Two weeks ago, I was in Arlington, Va., giving an Asian Pacific American Heritage Month speech at the national headquarters of the Army National Guard.
Who else is mandated by law to celebrate diversity at the workplace like those within the federal government?
But at the Army National Guard, it’s more than lip service because over there people seem to know diversity is an essential part of its core mission. And, on top of that, they know it really works.
When they introduced me to the man in charge of the event, I expected a typical military guy, especially when they said his name was Col. McCray.
Turns out the name was not as it sounded, and wasn’t a typical European-American name of Scots-Irish descent.
Rather the name was Macaraeg, as Filipino a name as it gets.
And it belonged to Col. Roy Macaraeg, the Army National Guard comptroller, the money manager of the National Guard who oversees a $16 billion-dollar budget.
Getting to that coveted spot is Macaraeg’s Filipino immigrant story. His family immigrated from the Philippines to Honolulu in the 1980s. He went to Farrington High School in Kalihi, one of the toughest school’s on Oahu. But Macaraeg wanted to do something with his life upon graduation. He looked around for opportunities to pay for school. And then he discovered the Army National Guard.
Macaraeg didn’t see it just as his chance that allowed him to serve and fight for his country. He also turned to it as a way that a person of limited means could pay for his college and reach his dreams.
It worked.
Macaraeg got a lot of education — first at Honolulu Community College and then the University of Hawaii at Manoa, where he earned his bachelor’s degree.
But it didn’t stop there.
He earned two master’s degrees — and paid for it all by being in the military.

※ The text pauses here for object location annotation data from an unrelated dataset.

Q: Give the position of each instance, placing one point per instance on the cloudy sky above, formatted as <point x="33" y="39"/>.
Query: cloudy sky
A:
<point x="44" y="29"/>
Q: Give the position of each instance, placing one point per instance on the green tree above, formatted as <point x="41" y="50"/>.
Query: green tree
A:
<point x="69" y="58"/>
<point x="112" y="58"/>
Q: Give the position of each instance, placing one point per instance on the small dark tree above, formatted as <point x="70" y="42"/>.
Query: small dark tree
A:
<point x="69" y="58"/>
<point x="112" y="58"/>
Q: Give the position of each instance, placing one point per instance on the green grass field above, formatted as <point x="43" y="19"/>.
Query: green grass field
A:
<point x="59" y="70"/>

At age 44, Macaraeg has been able to rise to the head financial job in the Guard, and as he told me before I went on to speak, it has been his opportunity of a lifetime.
“Personally, it provided all the things I wanted to do,” Macaraeg told me. And when it comes to diversity, there was no question. He described the Army National Guard was a good place for Asian Americans and all people of color to thrive and advance career-wise.
“I can’t complain,” Macaraeg said to me in conversation before my speech. “When I first started this journey, it was all about trying to figure how I was going to pay for my college. The Army National Guard had provided that. Now I’m standing here. I got two master’s, one bachelor’s and I have no complaints.”
In my speech, I touched on the policies that have stood in the way of Asian Americans having the kind of life they deserved in this country. From the racist immigration laws starting with the Chinese Exclusion Act to the Tydings-McDuffie Act which limited Filipino immigration to the U.S. And I explained how the evolution to more open immigration policies has resulted in an explosion of more than 21 million Asian American Pacific Islanders in the U.S.
Many of the people in the audience were hearing about these historical policies for the first time.
But some like Macaraeg figured out how to get where they wanted to be on their own, with an immigrant’s passion to find a solution that works.
For him, it was the Army National Guard.
Normally I’m a pacifist, and when it comes to the military, I’m a “less is more” type person.
But the military has always been an option for the practical.
After World War II, when Filipino Americans came back from the war, it was the G.I. Bill that enabled a large number of them to buy homes and join the American middle class.
Decades later, Col. Macaraeg, Army National Guard comptroller, is proof that for some, the military can still be a viable option.
It may not be for everyone. And I know the military isn’t perfect.
But as I met and talked to many of the young men and women at the Asian American Pacific Islander Heritage Month event this month in Arlington, the Army National guard appeared to be true to its word when it comes to the promise of opportunity and diversity.